Old Books: Keep or Pulp?

An upstairs bookcase at the Miller farmhouse was filled with old books, along with the stuff that H.L. Mencken termed “the sacred rubbish of the family.”

I’ve often repeated the maxim that the Millers never throw anything away. In this instance, however, my sister, Col. Peggy, and I were of like mind: to spare the next generation, we should cull the accumulation, deciding what to trash and what to treasure.

The impetus for doing so right now was that Honey and I were about to take another truckload of unwanted books to the recycler in Toronto, Ohio. For three years, Honey has organized huge charity book sales at Northside Church to support a mission hospital in Kenya. We regularly take books which haven’t sold to the pulp mill, along with those that will never sell (encyclopedias, for example).

It was hard at first to destroy books, but we’ve come to accept the necessity and even life-cycle aspect of it: ashes to ashes, dust to dust, pulp to pulp.

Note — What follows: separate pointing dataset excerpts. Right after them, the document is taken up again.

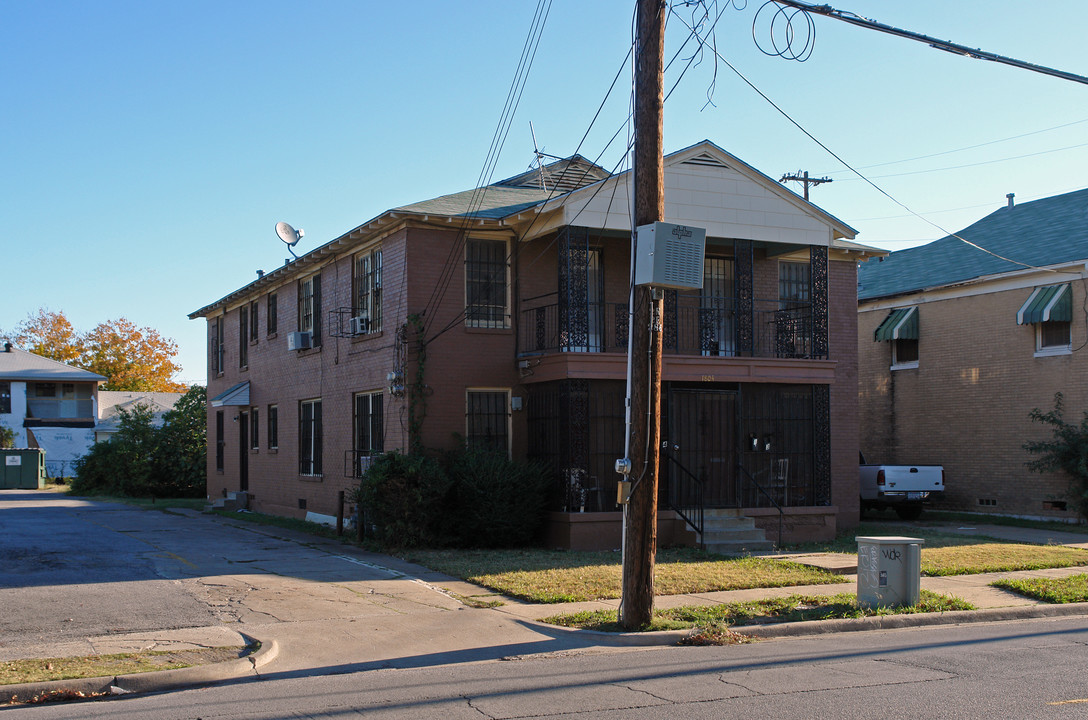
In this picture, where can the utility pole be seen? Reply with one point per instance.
(799, 177)
(640, 538)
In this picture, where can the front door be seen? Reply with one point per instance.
(244, 451)
(702, 438)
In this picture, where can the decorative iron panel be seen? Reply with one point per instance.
(821, 443)
(745, 295)
(818, 262)
(573, 287)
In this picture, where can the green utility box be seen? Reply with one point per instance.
(23, 469)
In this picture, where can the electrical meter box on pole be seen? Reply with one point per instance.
(889, 571)
(670, 256)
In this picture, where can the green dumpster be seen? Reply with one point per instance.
(24, 469)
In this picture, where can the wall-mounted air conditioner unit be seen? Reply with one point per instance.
(670, 256)
(359, 325)
(299, 340)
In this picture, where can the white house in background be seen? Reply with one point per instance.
(110, 404)
(48, 405)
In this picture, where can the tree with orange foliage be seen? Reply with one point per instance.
(131, 358)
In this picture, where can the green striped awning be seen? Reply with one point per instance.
(901, 324)
(1047, 303)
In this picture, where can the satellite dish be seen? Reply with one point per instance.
(288, 234)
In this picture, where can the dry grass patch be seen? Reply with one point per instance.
(974, 557)
(103, 666)
(714, 622)
(571, 576)
(1073, 588)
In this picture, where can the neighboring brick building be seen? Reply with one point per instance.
(518, 293)
(957, 346)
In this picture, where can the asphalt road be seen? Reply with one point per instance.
(1028, 669)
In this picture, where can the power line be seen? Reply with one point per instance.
(969, 147)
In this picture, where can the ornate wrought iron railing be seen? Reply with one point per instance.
(706, 326)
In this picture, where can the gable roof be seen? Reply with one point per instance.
(20, 364)
(553, 186)
(1041, 233)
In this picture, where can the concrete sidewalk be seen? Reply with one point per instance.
(416, 618)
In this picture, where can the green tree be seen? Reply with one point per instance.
(141, 459)
(1065, 451)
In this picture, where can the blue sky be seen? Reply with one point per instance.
(149, 148)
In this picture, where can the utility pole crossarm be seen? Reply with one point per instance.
(931, 41)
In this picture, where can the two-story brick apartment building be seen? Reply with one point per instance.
(498, 315)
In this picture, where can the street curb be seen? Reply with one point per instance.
(151, 682)
(847, 625)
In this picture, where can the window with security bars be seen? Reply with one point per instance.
(485, 284)
(309, 437)
(218, 348)
(309, 308)
(270, 313)
(220, 442)
(486, 420)
(243, 336)
(273, 424)
(369, 433)
(368, 289)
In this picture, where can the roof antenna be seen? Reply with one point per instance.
(536, 151)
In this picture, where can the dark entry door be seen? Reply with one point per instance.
(702, 437)
(244, 451)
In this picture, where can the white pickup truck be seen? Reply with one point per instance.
(901, 487)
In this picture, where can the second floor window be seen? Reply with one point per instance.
(252, 321)
(485, 284)
(794, 285)
(243, 336)
(270, 313)
(368, 290)
(309, 307)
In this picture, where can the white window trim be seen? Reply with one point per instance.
(1041, 351)
(483, 324)
(509, 412)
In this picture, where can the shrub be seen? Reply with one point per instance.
(141, 459)
(497, 503)
(404, 497)
(471, 498)
(1066, 451)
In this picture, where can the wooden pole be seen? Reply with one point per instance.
(640, 541)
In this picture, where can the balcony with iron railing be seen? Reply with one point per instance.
(704, 326)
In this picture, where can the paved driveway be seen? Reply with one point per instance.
(75, 568)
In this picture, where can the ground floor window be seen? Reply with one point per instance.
(369, 430)
(309, 437)
(273, 423)
(487, 420)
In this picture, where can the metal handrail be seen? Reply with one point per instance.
(696, 522)
(759, 487)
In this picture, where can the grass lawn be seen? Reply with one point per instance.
(1073, 588)
(101, 666)
(948, 554)
(569, 576)
(715, 621)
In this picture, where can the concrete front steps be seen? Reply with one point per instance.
(728, 532)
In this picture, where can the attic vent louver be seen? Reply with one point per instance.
(705, 159)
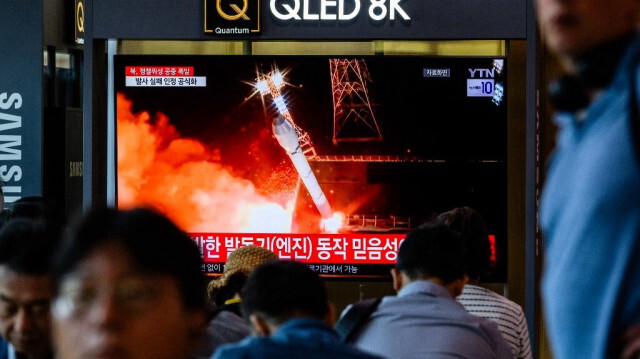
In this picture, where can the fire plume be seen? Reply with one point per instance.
(185, 179)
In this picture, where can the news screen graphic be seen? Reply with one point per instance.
(327, 160)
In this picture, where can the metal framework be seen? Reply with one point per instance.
(353, 115)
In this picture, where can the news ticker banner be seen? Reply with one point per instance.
(331, 255)
(162, 76)
(339, 255)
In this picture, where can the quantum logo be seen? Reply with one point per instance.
(232, 17)
(240, 13)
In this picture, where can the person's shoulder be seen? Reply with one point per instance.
(479, 296)
(238, 350)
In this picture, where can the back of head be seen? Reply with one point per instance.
(279, 291)
(431, 250)
(35, 207)
(472, 228)
(27, 246)
(154, 243)
(239, 265)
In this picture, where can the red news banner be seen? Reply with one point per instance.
(308, 248)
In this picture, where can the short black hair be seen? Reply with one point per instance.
(472, 228)
(279, 291)
(35, 207)
(431, 250)
(28, 246)
(154, 242)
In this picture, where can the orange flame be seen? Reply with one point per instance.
(184, 179)
(333, 224)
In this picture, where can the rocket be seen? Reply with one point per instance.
(288, 139)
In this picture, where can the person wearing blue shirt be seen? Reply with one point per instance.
(423, 320)
(590, 205)
(287, 306)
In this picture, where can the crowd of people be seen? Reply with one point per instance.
(128, 283)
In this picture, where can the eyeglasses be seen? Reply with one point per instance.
(132, 296)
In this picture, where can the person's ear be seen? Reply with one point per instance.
(329, 318)
(397, 279)
(259, 325)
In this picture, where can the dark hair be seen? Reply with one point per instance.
(431, 250)
(27, 246)
(154, 243)
(472, 228)
(234, 286)
(278, 291)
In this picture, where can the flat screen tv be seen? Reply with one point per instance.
(328, 160)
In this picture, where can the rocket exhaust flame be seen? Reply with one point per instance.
(185, 179)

But, these bookcase books were “family,” an accumulation of a hundred years and more by one family in one house, with each generation hesitant to throw away that old hymnal, that tattered Mother Goose storybook, that Depression-era manual on farm electrification. What to keep, pass along to family, box up for the book sale, or send to the pulp mill?

What would you do with these?

“THE PRAYERS of Peter Marshall” (1954) – Minister Peter Marshall died at age 46; his widow, Catherine, wrote “A Man Called Peter.” It became a best-seller, and she kept on writing. Book sale.

“Arctic Adventure” (1935) – Written by a companion of a forgotten arctic explorer, Knud Rasmussen. Dad wrote “property of…” inside. Sorry, Dad. Pulp.

“Castaways in Lilliput” (1961) – A Weekly Reader Children’s Book Club monthly selection. Wow, I got a ton of these books and devoured them. Dated, but give it a chance: book sale.

“Japanese Fairy Tales” (1904) – A beautifully illustrated little book inscribed “Donated by Lester C. Miller.” Donated to whom, I don’t know, but it made its way back to my father. Nice book, keep.

“Tariri, My Story: From Jungle Killer to Christian Missionary” (1965) – Autobiography (of sorts, since Tariri was illiterate) of a Peruvian ex-headhunter, with lurid illustrations. A WVU “Beat Pitt” book marker was inside. Too odd to pulp. Book sale.

“Riders of the Purple Sage (1912) – This was the most popular book among scores of Westerns written by Zane Grey, many of which were made into movies. My mother’s first name was Arizona, though she went by her middle name, Lucille. I believe she was so-named because of the popularity of Zane Grey and the public’s fascination with the Southwest in that era. Remember the late Nevada Curry Laitsch of East Liverpool? Nevada was born in 1912, in Sias, W.Va. Arizona Lucille was born in 1918, 11 miles away at Hamlin. Mom loved Zane Grey, but he reads very dated now. Sorry, Mom. Book sale.

“The Enjoyment of Music: Shorter Edition” (1955) – A college text of my sister Queenie, whose name on the inside cover is below four previous student owners. The author explains in the preface that the full edition is better, but this version will suffice for a survey course. Pulp.

“Francis Kane’s Fortune” – (1890) I was ready to pulp this book, a cheaply printed great-grandma’s generation hardback novel for girls, until I googled it: a classic, they say; $30 on Amazon. The name Mildred Glass is written inside – likely a relative of Grandmother Edythe Glass Miller. Keep.

“THE SPEAKER’S Special Occasion Book” (1954) This is the type of reference book we automatically pulp because the internet has made them obsolete. Inside the cover I found the book was inscribed to me as a gift by my parents when I was 17. Tucked into the pages was a bigger surprise: nine notecards for a speech I apparently made defending free speech rights for the Communist Party USA.

I showed the notecards to my wife. “I don’t remember you being a communist in high school,” she said.

“It must have been a debate club thing,” I said. “But you have to give me credit for defending the rights of a dirty bunch of reds.”

I will put this volume back in the bookcase and leave the notecards inside, running a risk that some descendant will find them and believe that Grandpa Fred was a Red.

When Col. Peggy and I were done, we had found a few items to send to family, such as Aunt Dorothy’s college biology notebook, and we hopefully saved the books with literary, historical and family value.

A couple of boxes of books were set aside for our next book sale in November, and a couple more were added to the truckload that Honey and I took to the pulp mill at Toronto the next day. We were paid $26 (866 pounds at three cents per pound), but better recycled than landfilled, right?